Defense attorney: Retired cop charged in Gliniewicz case 'not a risk to harm anyone'

A Lake County judge has refused to reduce the bond for a retired Chicago police officer accused of threatening officials investigating the death of Fox Lake police Lt. Charles Joseph Gliniewicz.

Joseph A. Battaglia, 54, of the 5600 block of West 103rd Street, Oak Lawn, remains held in Lake County jail on $100,000 bail while facing two felony counts of disorderly conduct.

If found guilty, he could be sentenced from one to three years in prison, officials said Tuesday. He could also receive probation.

Defense attorney Myron Goldstin told Judge Christen Bishop that Battaglia has surrendered his firearm owners identification card and a handgun to police.
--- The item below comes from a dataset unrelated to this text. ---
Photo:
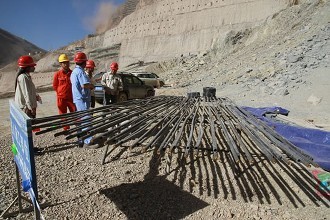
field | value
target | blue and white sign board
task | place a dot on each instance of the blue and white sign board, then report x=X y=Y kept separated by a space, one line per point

Bishop also ordered that Battaglia may not consume alcohol or drugs should he be able to post bail, and would have a curfew if released.

In arguing for a lower bond Tuesday, Goldstin said his client has no previous criminal record and served the Chicago Police Department for 25 years.

"It was stupid. It was wrong. He is not the type of person to threaten anyone," Goldstin said of the alleged threats. "He is not a risk to harm anyone."

Battaglia is accused of calling the Lake County coroner's office about 2 p.m. Friday after blocking his phone number to prevent his identity from being seen, authorities said.

He told the person who answered the phone he was a "retired police officer" and threatened to harm all of the members of the Lake County Major Crime Task Force, other investigators, Lake County Coroner Thomas Rudd, and coroner's office employees, unless Gliniewicz's death was declared a suicide, authorities say.

Battaglia was arrested at his home Saturday, officials said.

"Any threat to anyone in this situation should be taken very seriously," said George Filenko, commander of the Lake County Major Crimes Task Force, who was among the people police say Battaglia threatened. "The threat just doesn't affect the police officers or officials involved in the investigation. It affects their families."

Goldstin described Battaglia as a person concerned with the investigation, and said he was trying to get more information released by the coroner and task force.

"It's a tense situation and information is coming out slow," Goldstin said. "As a former police officer, he wanted more information released."

Authorities say they are continuing to investigate Battaglia's telephone calls and additional charges are possible. Battaglia had no involvement in the investigation of Gliniewicz's death before the phone calls, officials said.

It's been two weeks since Gliniewicz, a 30-year police veteran, was found dead of a gunshot wound at the east end of Honing Road in Fox Lake, and investigators said they are continuing to search for three suspects.

Gliniewicz, 52, radioed a dispatcher that he saw three men - two white and one black - acting suspiciously at 7:52 a.m. Sept. 1, authorities said. He called back three minutes later saying the men ran into a swampy area and that he was in a foot chase and needed backup.

Officers from the Fox Lake Police Department found Gliniewicz shot about 14 minutes later and 50 yards from his vehicle.

Battaglia is due back in court for a preliminary hearing Oct. 6.